Bankacı bilirkişi raporunda özetle; davalı bankanın … Şubesi ile davacı şirket arasında akdedilmiş (bila tarihli) 364.390,00 TL limitli Genel Nakdi ve Gayrinakdi Kredi Sözleşmesi kapsamında davacı şirkete 4 farklı kredi kullandırım işlemiyle 2008-2013 yılları arasında taksitli ticari kredilerin kullandırılmış olduğu, bu kredilerden 2008 yılındakilerin yıllık %21,6 akdi faiz oranından, 2010’dakilerin yıllık %13,2 akdi faiz oranından kullandırıldığı, bankanın ilgili yıllarda TCMB’ye uygulayacağını bildirdiği ve ilan ettiği asgari-azami faiz oranları içinde akdi faiz uygulamış olduğu, Rekabet Kurulunun dava konusu 08/03/2013 tarihli …soruşturma … karar sayılı kararına esas inceleme raporunda davalı banka yönünden 2010’da kullandırdığı kredilerle ilgili bir faiz oranı artışı tespitinin-incelemesinin bulunmadığı, 2008 yılında kullandırılan kredide faiz artışı yapıldığına dair tespit varsa da diğer bankalardan daha düşük oranda faiz artışı yaptığının görüldüğü, bu nedenle diğer bankalarla uyumlu ve birlikte hareket ettiğinden sözedilemeyeceği, … sayılı BKK ile TCMB’ye tanınan yetki çerçevesinde TCMB tarafından yayımlanan 2006/1 sayılı Tebliğ’de reeskont kaynaklı krediler dışındaki kredilere uygulanacak faiz oranlarının bankalarca serbestçe belirleneceğinin hükme bağlanmış olduğu, sadece azami faiz oranlarının TCMB’ye bildirileceği ve ilan edileceğinin düzenlendiği, davalı bankanın davacı şirketin ticari nitelikteki kredilerine fiilen uyguladığı akdi faiz oranlarının (2008’de %21,6) TCMB’ye bildirdiği ve ilan ettiği azami oranın (%40) altında olduğu, netice itibariyle davacı şirketin tacir, davalı bankadan kullandığı kredinin de ticari kredi niteliğinde olduğunu, Rekabet Kurulu tarafından davalı bankanın da aralarında yer aldığı 12 bankayla ilgili krediler yönünden yapılan rekabet kurallarını ihlal incelemelerinin bireysel tüketicilere kullandırılan konut, ihtiyaç ve taşıt kredilerini kapsadığı, ticari kredilerin Rekabet Kurulu Kararı kapsamında değerlendirilemeyeceği şeklinde tespit ve görüşleri bildirilmiştir.

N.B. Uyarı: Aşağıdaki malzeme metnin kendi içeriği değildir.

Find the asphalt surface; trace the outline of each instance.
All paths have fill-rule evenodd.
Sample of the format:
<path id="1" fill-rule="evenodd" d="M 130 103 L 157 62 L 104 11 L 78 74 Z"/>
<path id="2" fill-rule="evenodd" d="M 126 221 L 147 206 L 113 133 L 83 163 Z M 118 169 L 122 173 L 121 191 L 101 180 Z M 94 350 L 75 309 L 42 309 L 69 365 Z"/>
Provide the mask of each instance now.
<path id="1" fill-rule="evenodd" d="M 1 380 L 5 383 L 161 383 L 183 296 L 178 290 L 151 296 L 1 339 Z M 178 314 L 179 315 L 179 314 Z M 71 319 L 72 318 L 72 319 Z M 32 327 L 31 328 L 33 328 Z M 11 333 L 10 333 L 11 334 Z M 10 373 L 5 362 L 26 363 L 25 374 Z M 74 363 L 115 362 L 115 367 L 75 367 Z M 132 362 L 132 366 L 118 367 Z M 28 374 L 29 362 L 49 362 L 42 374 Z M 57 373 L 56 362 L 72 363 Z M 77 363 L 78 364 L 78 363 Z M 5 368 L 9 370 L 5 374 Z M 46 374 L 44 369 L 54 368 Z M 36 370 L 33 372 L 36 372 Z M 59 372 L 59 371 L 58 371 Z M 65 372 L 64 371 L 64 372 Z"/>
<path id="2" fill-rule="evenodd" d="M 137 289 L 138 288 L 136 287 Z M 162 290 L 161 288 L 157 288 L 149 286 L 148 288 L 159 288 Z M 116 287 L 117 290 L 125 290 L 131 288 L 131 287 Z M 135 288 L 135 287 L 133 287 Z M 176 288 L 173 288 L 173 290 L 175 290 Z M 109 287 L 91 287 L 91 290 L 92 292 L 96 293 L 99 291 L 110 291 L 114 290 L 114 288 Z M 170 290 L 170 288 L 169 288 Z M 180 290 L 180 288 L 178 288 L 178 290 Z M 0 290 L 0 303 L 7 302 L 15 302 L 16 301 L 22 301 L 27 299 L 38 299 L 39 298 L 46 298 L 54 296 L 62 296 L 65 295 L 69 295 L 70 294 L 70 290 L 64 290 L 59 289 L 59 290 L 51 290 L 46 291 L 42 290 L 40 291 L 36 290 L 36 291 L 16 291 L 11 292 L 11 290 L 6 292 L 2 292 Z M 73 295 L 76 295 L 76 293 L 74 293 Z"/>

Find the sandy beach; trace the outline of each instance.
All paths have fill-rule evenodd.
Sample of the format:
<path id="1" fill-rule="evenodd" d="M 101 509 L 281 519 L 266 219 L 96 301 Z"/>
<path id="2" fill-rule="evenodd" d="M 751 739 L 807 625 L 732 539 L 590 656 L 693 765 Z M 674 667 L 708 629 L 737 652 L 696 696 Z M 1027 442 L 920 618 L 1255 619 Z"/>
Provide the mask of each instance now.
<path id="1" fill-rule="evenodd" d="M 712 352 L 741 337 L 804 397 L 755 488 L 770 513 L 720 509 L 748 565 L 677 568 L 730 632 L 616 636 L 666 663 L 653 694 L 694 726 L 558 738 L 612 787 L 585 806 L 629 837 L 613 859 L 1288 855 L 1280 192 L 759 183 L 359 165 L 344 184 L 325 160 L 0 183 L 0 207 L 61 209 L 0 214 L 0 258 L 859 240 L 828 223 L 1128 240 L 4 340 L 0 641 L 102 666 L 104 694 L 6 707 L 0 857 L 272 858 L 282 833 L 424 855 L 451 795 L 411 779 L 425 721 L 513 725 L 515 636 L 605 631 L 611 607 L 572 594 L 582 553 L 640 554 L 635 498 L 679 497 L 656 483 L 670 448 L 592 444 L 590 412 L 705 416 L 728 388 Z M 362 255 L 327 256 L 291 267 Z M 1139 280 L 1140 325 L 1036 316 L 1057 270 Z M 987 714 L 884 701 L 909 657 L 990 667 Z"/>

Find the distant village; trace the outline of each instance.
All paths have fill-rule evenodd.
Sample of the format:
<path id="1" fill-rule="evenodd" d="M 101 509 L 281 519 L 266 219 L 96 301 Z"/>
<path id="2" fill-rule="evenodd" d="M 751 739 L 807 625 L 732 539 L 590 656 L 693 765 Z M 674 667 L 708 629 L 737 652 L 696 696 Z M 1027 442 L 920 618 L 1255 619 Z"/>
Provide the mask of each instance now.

Rekabet Kurulunun ihlal kararının iptali istemiyle davalı banka tarafından … 2.İdare Mahkemesinin … E dosyasında açılan davanın ve bozma sonrası aldığı esas olan 2019/1109 E dosyasının Uyap kayıtları celbedilip incelendiğinde, mahkemenin 2014/313 E dosyada 2015/3590 K sayılı kararla bankanın davasının reddine karar verilmiş olduğu, Danıştay 13.DB’nın 2015/3590 E 2015/4614 K sayılı ilamıyla yerel mahkeme kararı onanmışsa da, bankanın karar düzeltme talebi üzerine Danıştay 13.DB’nın 2016/3587 E 2019/1778 K sayılı ilamıyla yerel mahkeme kararının “Rekabet Kurulunca 12 bankanın tek bir çerçeve anlaşma veya ortak plan dahilinde belirli bir koordinasyon içinde hareket ettiğinin ortaya konulamadığı, bu nedenle Rekabet Kurulu kararında hukuka uygunluk bulunmadığı” gerekçesiyle bozulduğu, bozma sonrası … 2.İdare Mahkemesinde … E sayısını alan davada yerel mahkemenin ilk kararında ısrar kararı vermiş olduğu, bankanın temyiz istemi üzerine dosyanın Danıştay’a gönderildiği ve henüz temyiz incelemesinden dönmediği tespit edilmiştir.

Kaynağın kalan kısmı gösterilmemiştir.